Je suis la reine
de Anna Starobinets
Catégorie(s) : Recueil de nouvelles - Littérature russe
Edition / Collection : Mirobole / Horizons pourpres
Date de parution : 14 mars 2013
Nombre de pages : 210
Prix : 19€
Présentation de l'éditeur :
Maxime, sept ans, vit avec sa soeur et leur mère à Moscou. Bientôt des transformations déconcertantes s'opèrent chez le petit garçon. De quel hôte est-il devenu la proie? Les "histoires inquiétantes" de ce recueil font évoluer des personnages poignants dans une Russie contemporaine sombre et absurde. Ici, un employé de bureau développe des sentiments troubles pour une denrée moisissant au fond d'un réfrigérateur. Là, un dresseur de chiens se réveille dans un train à côté d'une femme qu'il n'a jamais vue mais dit être son épouse, et qu'il devra apprendre à aimer... D'une plume extraordinairement poétique, "Je suis la reine" brouille les frontières entre réel et imaginaire et offre une représentation saisissante de la folie et de l'horreur quotidiennes.
Wooooow ! Je viens tout juste de refermer ce livre et je suis encore toute chamboulée. J'avais envie d'une lecture marquante, eh bien me voilà servie ! Ce recueil de nouvelles n'est pas de ces livres que l'on lit pour passer un bon moment et que l'on referme le coeur léger en étant prêt à passer à autre chose, laissant derrière nous les personnages et leurs histoires. Non. C'est un roman qui bouscule, qui écoeure, qui déconcerne et qui pourtant fascine. Durant presque toute ma lecture, j'étais partagée entre le dégoût et l'admiration et je suis franchement bluffée par le talent de cette jeune auteure russe qui manie les mots et la narration avec beaucoup d'aisance.
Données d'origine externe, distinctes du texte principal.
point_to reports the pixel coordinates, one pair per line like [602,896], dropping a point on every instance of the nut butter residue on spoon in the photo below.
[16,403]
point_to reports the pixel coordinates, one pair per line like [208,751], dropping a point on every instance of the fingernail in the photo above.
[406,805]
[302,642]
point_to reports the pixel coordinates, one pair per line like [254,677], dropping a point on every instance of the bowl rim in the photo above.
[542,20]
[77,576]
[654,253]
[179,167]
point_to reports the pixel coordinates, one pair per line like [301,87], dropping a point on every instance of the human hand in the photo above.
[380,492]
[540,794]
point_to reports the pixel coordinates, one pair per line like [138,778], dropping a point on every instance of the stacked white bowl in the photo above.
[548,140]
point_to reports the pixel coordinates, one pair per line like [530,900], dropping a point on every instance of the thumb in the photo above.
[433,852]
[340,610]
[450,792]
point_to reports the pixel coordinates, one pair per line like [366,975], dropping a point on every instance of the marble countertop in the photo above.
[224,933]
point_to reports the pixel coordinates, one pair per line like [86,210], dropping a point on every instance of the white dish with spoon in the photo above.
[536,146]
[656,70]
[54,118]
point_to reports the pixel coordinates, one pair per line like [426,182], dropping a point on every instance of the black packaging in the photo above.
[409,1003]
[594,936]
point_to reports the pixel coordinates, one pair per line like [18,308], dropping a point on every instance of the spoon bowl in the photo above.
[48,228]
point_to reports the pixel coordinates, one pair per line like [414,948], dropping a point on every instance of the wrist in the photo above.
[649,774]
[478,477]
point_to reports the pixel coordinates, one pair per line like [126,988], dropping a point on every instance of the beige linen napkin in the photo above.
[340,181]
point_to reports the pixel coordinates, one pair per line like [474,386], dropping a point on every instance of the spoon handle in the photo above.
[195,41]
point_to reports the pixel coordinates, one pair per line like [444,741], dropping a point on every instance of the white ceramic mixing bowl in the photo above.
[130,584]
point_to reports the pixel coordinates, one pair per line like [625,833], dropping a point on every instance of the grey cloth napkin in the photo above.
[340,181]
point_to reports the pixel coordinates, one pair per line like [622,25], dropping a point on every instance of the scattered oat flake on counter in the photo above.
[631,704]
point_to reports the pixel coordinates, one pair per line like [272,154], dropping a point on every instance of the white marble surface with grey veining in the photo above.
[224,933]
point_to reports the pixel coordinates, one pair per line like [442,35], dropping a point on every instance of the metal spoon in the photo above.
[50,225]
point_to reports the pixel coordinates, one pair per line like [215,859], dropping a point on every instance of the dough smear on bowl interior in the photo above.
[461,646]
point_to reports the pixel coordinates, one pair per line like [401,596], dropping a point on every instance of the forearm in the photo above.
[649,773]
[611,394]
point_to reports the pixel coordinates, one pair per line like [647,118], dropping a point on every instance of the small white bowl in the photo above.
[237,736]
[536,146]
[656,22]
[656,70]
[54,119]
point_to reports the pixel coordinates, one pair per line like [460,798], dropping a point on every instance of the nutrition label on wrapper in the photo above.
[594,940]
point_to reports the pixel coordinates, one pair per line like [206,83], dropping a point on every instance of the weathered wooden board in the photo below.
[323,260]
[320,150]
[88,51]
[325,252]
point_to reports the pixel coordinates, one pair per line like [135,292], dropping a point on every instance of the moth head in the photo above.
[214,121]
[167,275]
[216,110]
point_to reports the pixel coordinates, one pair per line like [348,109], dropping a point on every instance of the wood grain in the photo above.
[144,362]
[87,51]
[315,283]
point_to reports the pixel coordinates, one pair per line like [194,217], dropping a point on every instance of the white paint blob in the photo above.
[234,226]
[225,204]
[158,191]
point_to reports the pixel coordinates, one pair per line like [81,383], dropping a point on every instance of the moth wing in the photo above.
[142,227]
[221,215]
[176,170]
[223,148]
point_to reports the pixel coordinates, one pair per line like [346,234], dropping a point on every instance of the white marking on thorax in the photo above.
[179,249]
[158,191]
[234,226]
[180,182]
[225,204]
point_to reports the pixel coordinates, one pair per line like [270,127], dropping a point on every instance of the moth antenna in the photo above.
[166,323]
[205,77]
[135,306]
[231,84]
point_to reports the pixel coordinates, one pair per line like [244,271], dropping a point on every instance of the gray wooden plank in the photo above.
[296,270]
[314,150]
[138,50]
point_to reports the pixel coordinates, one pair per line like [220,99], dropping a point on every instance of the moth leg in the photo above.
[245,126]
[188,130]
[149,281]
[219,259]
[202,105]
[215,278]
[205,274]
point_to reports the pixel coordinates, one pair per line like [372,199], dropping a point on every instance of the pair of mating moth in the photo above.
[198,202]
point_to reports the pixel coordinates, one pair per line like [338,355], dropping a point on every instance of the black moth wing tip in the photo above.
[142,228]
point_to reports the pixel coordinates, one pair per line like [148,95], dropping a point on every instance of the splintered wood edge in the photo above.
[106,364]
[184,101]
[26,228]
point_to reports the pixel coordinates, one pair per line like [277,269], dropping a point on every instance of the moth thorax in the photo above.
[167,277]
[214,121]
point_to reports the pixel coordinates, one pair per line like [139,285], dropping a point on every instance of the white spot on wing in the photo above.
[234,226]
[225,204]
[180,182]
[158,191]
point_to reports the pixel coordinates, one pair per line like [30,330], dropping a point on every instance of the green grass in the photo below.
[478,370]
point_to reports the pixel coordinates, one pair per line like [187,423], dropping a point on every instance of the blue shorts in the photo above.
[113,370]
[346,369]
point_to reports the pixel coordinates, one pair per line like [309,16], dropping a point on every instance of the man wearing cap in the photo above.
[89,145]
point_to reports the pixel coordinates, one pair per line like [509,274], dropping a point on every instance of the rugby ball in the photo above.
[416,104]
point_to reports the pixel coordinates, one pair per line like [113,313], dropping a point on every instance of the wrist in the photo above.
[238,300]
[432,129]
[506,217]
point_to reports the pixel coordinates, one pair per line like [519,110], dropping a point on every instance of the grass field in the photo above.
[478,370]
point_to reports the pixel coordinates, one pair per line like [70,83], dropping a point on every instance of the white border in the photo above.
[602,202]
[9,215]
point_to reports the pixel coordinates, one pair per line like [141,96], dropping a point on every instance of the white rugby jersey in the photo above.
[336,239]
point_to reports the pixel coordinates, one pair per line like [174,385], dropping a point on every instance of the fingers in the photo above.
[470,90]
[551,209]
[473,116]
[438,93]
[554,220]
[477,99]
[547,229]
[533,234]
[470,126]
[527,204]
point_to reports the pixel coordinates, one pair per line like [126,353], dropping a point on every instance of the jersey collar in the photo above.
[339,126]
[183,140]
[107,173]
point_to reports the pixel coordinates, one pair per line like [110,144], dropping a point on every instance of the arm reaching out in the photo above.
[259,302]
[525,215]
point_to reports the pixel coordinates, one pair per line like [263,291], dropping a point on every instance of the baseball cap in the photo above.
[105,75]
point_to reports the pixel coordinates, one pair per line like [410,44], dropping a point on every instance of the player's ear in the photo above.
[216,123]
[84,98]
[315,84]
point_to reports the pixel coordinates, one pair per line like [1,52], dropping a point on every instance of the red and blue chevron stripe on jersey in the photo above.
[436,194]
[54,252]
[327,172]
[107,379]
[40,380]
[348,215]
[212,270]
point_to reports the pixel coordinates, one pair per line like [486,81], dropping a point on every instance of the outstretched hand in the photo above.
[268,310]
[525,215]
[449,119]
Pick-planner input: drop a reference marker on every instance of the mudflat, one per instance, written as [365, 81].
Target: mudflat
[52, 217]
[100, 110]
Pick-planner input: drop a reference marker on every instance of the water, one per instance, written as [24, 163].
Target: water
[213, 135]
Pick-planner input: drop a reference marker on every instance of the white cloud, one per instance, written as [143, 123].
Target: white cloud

Anna Starobinets m'a fait ressentir tout un tas d'émotions mais elle m'a surtout totalement déroûtée. J'ai eu l'impression de lire les mots d'un fou, de rentrer dans la tête d'une personnage complètement dérangé et de ne plus pouvoir en sortir. Les histoires qu'elle nous raconte sont absurdes, horribles, dérangeantes et elle arrive, avec une facilité déconcertante, à les rendre crédibles malgré tout et en dépit du bon sens. Même quand son personnage mort est encore là pour assurer son dernier mois de travail ou s'occuper de ses funérailles, on y croit !
Je ne saurais vous dire quelle nouvelle j'ai préféré, car elles ont toutes quelque chose de marquant et de troublant. Que ce soit celle qui nous raconte l'histoire de cet homme complètement gaga devant une moisissure ou celle de ce petit garçon qui devient étrange du jour au lendemain... Brrrr ! Chaque fois, j'ai vécu l'histoire à fond. J'ai frissonné, j'ai appréhendé la chute, et j'ai même ri ! Oui, j'ai ri devant l'absurdité de certaines situations. J'ai ri car ce livre est tellement cynique, tellement noir ! J'ai été troublée aussi par le regard froid et pessimiste que l'auteur porte sur la société. On a l'impression que les personnages de ce roman sont incapables de communiquer avec les autres. Ils sont comme enfermés dans leur bulle hermétique et n'intéragissent pas avec l'extérieur.
Ce roman m'a rappelé les classiques écrits par de grands auteurs des pays de l'Est de l'Europe tels que Kafka ou Gogol. Je n'ai pas pu m'empêcher de penser au Procès et à La Métamorphose de Kafka, deux récits que j'adore. C'est vraiment très particulier. Je pense qu'on peut adorer, détester ou bien carrément de ne pas pouvoir se prononcer tant c'est étrange et hors du commun. Personnellement, j'ai trouvé ce recueil fascinant et brillant. L'auteur s'essaie à plusieurs procédés narratifs et s'en sort à merveille. Je me suis régalée même si j'en ai encore froid dans le dos et que je ne recommanderai pas ce récit aux plus sensibles. Une autre référence me vient en tête car je trouve que leurs univers sont assez proches, il s'agit de Claire Castillon. Elles ont, je trouve, une manière assez similaire de parler de la folie ordinaire avec beaucoup de naturel et de facilité. Déconcertant et troublant, "Je suis la reine" est un recueil à découvrir si l'étrange, le bizarre, la folie et l'absurde ne vous font pas peur...
En quelques mots :
Excellent ! Dans la lignée des grands classiques des auteurs de l'Est (Kafka, Gogol,...) où l'horreur et l'absurde se côtoient.